Last year, my husband Chris and I gave in to the cultural pressure to do what many couples do when they have kids—at some point, if it’s an option, you have to take them to Disney World, right? I felt a pit in the bottom of my stomach the minute the conversation began. “I think we have to go, right?” Chris said with a sigh, as we discussed vacation plans over our morning coffee, both clearly wrestling over our lack of desire to spend an arm and a leg on a crowded theme park. Chris’s company was generously offering to cover the flights for our entire family, and a family friend of a friend of a friend got us a substantial discount on park tickets.

“What kind of parents would we be, though, if we never took our kids to Disney World?” Chris joked, and we laughed at the obvious absurdity of the question, while also feeling that we “should” probably take advantage of the opportunity, right? There’s that “should” again. Everyone else loves Disney World. We “should” too. Everyone else’s Instagram photos confirm that surely it must be the happiest place on earth.

So we gave in. You only live once, we thought. Now, before I go on, please let me take a moment and speak to all the Disney-loving readers out there. Listen: We love you, we have nothing at all against the Magic Kingdom, or Dole Whip, or life-size cartoon characters. We are simply sharing an example of what fits and does not fit us as a couple and a family. If theme parks are your theme, that is awesome! Please feel completely free to enjoy the heck out of it.

Live it up. Savor each bite of the Mickey Mouse pancakes, sing your heart out at your favorite Disney sing-a-longs, stroll through Cinderella’s castle. To each his own. For us, however, it was not a world of laughter—it was a world of tears.

We spent an entire February day, from morning to nightfall, running around this overly crowded, freezing theme park, trying our best to make darn sure everyone had as much fun as we spent on this crazy place—feasting ourselves on “nutritious” theme-park food, standing in line after line for rides and shows and activities. By the end of the day, all I could think about was getting the heck out of there.

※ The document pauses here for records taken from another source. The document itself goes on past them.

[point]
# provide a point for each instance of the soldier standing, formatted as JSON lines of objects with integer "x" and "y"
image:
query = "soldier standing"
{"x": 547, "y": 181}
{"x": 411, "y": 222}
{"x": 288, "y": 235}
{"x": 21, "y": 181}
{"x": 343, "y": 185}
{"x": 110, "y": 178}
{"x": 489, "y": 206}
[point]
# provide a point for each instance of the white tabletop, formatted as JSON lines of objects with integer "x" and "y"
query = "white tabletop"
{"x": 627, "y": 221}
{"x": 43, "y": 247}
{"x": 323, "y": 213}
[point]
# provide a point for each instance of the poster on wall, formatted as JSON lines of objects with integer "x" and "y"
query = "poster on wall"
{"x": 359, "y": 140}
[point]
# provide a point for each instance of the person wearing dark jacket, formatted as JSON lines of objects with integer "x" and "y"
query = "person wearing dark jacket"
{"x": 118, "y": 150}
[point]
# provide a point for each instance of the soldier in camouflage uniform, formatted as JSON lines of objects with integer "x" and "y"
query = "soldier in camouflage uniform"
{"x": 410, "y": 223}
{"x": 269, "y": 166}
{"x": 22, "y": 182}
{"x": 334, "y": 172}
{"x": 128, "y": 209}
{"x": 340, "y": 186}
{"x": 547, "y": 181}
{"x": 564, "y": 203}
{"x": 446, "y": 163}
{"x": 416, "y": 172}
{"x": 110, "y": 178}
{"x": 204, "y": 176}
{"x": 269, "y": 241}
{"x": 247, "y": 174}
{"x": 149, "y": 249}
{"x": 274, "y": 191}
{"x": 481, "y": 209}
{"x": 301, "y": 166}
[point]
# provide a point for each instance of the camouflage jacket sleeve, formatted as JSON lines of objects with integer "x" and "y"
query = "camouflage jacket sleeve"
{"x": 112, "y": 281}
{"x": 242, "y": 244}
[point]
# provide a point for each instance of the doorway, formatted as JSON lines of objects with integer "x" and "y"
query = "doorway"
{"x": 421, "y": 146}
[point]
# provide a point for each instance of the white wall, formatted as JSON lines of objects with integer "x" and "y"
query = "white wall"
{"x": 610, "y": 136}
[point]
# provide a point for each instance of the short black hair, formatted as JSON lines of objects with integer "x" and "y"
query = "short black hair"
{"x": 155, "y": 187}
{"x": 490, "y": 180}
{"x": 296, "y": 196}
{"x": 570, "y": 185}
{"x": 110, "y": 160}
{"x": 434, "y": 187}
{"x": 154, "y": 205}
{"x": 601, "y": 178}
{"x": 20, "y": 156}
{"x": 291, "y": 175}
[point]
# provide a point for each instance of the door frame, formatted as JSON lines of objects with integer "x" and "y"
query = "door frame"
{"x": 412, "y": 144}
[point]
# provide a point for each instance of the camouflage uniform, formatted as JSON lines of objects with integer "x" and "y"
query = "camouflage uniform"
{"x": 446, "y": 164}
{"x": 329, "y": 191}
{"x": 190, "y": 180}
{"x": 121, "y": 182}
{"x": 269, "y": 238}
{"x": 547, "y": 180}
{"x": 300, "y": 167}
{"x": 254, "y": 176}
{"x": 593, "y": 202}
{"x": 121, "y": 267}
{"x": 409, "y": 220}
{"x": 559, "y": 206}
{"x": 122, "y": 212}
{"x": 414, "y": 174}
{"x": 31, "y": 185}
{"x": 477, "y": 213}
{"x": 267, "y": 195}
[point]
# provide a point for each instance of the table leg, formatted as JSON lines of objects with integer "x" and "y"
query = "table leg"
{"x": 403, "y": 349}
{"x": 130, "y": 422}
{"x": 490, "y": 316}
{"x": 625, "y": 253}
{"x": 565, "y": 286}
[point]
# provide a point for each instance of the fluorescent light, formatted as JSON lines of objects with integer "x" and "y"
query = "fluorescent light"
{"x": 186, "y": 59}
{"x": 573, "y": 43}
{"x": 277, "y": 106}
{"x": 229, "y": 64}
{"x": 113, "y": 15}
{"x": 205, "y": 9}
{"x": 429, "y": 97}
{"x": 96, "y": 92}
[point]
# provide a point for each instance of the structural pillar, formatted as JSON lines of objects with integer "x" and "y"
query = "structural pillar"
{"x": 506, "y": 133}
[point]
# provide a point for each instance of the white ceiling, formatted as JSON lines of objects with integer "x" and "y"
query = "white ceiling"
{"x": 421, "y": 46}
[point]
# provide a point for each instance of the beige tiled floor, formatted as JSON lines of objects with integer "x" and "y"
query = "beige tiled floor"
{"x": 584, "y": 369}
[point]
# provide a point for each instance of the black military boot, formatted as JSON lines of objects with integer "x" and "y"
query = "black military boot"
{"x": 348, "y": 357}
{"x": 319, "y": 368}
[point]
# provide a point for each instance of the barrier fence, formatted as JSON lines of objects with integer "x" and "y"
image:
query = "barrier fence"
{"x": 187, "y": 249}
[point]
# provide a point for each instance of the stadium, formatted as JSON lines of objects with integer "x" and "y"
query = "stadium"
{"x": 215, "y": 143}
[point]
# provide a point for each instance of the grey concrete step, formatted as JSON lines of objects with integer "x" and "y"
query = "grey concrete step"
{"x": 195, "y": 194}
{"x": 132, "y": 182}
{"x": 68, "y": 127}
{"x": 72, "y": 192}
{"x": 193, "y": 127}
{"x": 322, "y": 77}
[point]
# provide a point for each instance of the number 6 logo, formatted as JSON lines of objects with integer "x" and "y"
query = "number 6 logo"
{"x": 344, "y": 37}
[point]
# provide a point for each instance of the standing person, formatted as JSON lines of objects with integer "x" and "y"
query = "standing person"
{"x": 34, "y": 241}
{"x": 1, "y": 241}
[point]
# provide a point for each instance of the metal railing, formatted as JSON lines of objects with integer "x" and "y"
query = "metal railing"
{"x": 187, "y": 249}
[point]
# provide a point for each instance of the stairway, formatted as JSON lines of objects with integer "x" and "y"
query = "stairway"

As we made our way to the exit—make that the line for the tram to the shuttle to the exit— along with the quarter-million other park visitors that day, I noticed something in the faces of some of the other parents we passed. They looked completely miserable.

I watched as some of them tried their best to balance a kid or two hanging off each arm, wailing and flailing from utter exhaustion, from too much candy, too many spins on the teacups, and simply too much overstimulation. One parent actually said out loud to us as we passed each other on the exit ramp, “How much did we pay for this?” Many of us seemed to be asking ourselves the same question.

No one looked particularly refreshed and rejuvenated, filled with gratitude and wonder at the golden moments they’d enjoyed as a family. Our family was ready to drop, dreaming of our nice warm beds and cozy blankets. We weren’t feeling the kind of tired-but-full you hope to feel after a day together in a magical place. We felt empty and exhausted.

After we traveled the many miles back to our hotel room, got the kids all tucked in tight, and finally collapsed in the beds we’d been dreaming of all day, Chris and I looked at each other and said, with weary eyes half open, “Let’s never do that again, okay?” Some lessons you have to learn the hard way.

We thought of all the other incredible things we could have possibly done with the money we spent on that day. Breathtaking mountains and rivers we could have enjoyed. Refreshing time spent splashing in the ocean, fishing at the lake, or camping out together, underneath the majestic stars. How different would we have felt after time spent where we truly wanted to be?

But we did receive a valuable gift that day. We found the misery and made a rule. And it has informed every trip we’ve planned ever since. We are not theme-park people, and that is okay. We feel no need to prove otherwise. We now try our best to intentionally choose activities and places that will speak to who we are as a family, to vacations we actually enjoy, not the ones the world tells us we should enjoy.